Besides traditional cakes, wines and turkeys, one of the most sought-after items as a Christmas gift to a member of the Liberal caucus has been just released an unauthorized biography of Chrystia Freeland, whose scathing resignation letter to Prime Minister Justin Trudeau, hours before she was to present the fall Financial Statement to the House of Commons, shook the federal politics like never before.
Media reports reveal that Chrystia Freeland, a seasoned politician and very measured in her words, has been the most talked about woman for the past several days. “People are more interested in her today than they were ever before,” says her biographer Catherine Tsalikis.
Chrystia Freeland, true to her style, has not spoken much after releasing her stunning resignation letter on Dec.17 and is being projected as a possible replacement for Justin Trudeau. Two Liberal caucus members, including Chandra Arya, have openly declared to support her as a leader who can lead the party through the current crisis and also the impending federal elections.
Toronto-based Catherine Tsalikis, who has written “Chrystia: From Peace River to Parliament Hill,” says that she was not surprised by the tone of the resignation letter. “It was 100 per cent on brand for her,” she said in an interview with media. She spent the last four years researching, writing, and editing her biography which was originally scheduled for release in March/April this year.
However, rapidly unravelling political developments led to its early release, two days after the House of Commons adjourned for the holiday break. She told media that she was just as shocked as the rest of Canada when she learned of the former finance minister and deputy prime minister’s scathing resignation letter to Prime Minister Justin Trudeau posted early last week to her social media channels.
“Chrystia used to be a journalist. She knows how to get a message out. In speaking to people who know her — through her career as a high-profile business journalist in New York City to her days in politics — she is someone who really thinks things through. You can see that in the way she would speak to the media at press conferences. She’s very measured in her words.
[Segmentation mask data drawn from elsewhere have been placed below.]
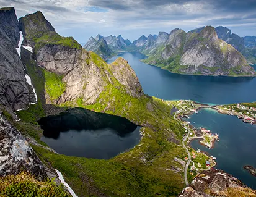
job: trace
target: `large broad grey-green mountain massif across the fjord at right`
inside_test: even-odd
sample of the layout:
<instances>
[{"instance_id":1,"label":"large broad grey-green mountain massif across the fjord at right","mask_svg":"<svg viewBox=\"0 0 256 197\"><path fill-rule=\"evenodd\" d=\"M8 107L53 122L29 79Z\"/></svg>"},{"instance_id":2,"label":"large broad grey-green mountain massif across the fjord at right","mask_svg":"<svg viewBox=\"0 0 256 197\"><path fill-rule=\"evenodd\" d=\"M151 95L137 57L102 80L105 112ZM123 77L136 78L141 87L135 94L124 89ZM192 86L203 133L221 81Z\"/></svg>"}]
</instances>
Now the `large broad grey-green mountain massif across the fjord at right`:
<instances>
[{"instance_id":1,"label":"large broad grey-green mountain massif across the fjord at right","mask_svg":"<svg viewBox=\"0 0 256 197\"><path fill-rule=\"evenodd\" d=\"M231 45L218 38L214 27L200 33L172 30L169 38L144 60L174 73L190 75L255 75L247 61Z\"/></svg>"}]
</instances>

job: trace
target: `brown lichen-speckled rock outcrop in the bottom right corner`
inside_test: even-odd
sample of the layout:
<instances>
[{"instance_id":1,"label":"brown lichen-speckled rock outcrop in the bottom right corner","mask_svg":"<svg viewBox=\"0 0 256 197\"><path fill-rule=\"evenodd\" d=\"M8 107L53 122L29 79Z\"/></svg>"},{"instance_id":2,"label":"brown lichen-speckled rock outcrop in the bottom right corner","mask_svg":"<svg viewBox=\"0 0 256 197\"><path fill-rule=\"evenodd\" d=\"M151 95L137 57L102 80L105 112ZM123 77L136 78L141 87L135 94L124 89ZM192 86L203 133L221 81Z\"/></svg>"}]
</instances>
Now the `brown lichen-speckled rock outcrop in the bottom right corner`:
<instances>
[{"instance_id":1,"label":"brown lichen-speckled rock outcrop in the bottom right corner","mask_svg":"<svg viewBox=\"0 0 256 197\"><path fill-rule=\"evenodd\" d=\"M256 191L222 170L206 170L196 176L191 185L184 188L179 195L179 197L192 196L256 196Z\"/></svg>"}]
</instances>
When she would give a speech, it was never for the sake of it. It was always very deliberate.
“She is someone who thinks things through. You can see that in the way would speak to the media at press conferences. She is very measured in her words.
A couple of days before reshuffling his Cabinet, when Justin Trudeau informed her that he would be taking her off the Finance portfolio and instead want her to head the Canada-U.S. relations virtually compelled her to draw a line in the sand. “She knew she was in an untenable position and didn’t have the confidence of the prime minister anymore. This was a matter of principle,” she told media.
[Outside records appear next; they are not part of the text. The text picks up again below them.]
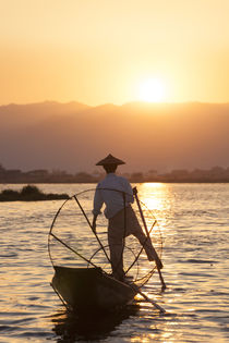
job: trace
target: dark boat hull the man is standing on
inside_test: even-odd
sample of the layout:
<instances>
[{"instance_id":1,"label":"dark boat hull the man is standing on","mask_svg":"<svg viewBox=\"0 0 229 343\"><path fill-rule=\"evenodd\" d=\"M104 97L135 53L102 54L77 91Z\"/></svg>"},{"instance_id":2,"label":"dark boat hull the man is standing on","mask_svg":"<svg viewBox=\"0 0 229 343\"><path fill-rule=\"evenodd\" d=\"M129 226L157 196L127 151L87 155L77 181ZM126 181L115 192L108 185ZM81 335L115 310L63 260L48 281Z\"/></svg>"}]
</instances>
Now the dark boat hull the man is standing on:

“She is no shrinking violet and she has proven time and again throughout her life that she will not be run over. She’s not afraid of standing on principle as she has done throughout her career in politics — even to the detriment of the government itself.”
Tsalikis says in her media interaction that she came to know her through her family, friends, and colleagues. She says one could argue that the contradiction in Freeland’s character comes from her parents. When she was a teenager in Peace River, Alberta, her father, Donald Freeland got into a physical altercation with the police over unpaid parking tickets.
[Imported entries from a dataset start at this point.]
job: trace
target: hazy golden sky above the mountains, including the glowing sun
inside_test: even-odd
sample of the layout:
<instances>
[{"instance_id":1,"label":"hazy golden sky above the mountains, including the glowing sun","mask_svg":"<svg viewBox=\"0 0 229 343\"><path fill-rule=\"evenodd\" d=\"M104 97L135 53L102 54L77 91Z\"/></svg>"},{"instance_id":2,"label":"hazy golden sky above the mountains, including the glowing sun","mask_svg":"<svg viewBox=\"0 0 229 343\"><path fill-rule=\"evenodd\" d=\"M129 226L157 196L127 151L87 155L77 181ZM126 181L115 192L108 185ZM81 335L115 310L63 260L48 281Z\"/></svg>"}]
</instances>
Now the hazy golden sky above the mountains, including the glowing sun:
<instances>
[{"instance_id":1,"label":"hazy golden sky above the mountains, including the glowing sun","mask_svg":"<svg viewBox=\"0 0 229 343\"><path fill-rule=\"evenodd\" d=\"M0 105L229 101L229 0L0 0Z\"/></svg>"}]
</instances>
Her mother, Halyna, on the other hand, was her moral compass. She was a women’s rights lawyer and played a significant role in helping to modernize Alberta’s matrimonial property laws. Until the late 1970s, divorced women in the province had no legal entitlement to their matrimonial property if the property was in their husband’s name. Newly divorced herself, “Halyna rallied women [in Edmonton] for the Matrimonial Property Act,” reveals Tsalikis. “That was ground-breaking — particularly in Alberta where it was predominantly conservative. She had to travel to 100 different locations and sometimes she brought Chrystia with her.”
At age nine, the latch-key Freeland internalized her mother’s advocacy. “She saw how hard Halyna, by now a single mother, had to work,” Tsalikis emphasizes. “She did not have childcare” as at times she used to take infant Chrystia to her school or leave her with her mother.
Tsalikis says that Chrystia has never shared her ambition of party leadership with anyone. Maybe, she says, she has been keeping it in wraps.
Even if Freeland does want to go for it, she would still have to contend with her relationship with Trudeau. “How do you separate yourself from that legacy? How do you divorce yourself from all that history? She is a very loyal person and loyalty has served her well in this government — even if it wasn’t enough in the end,” adds Tsalikis.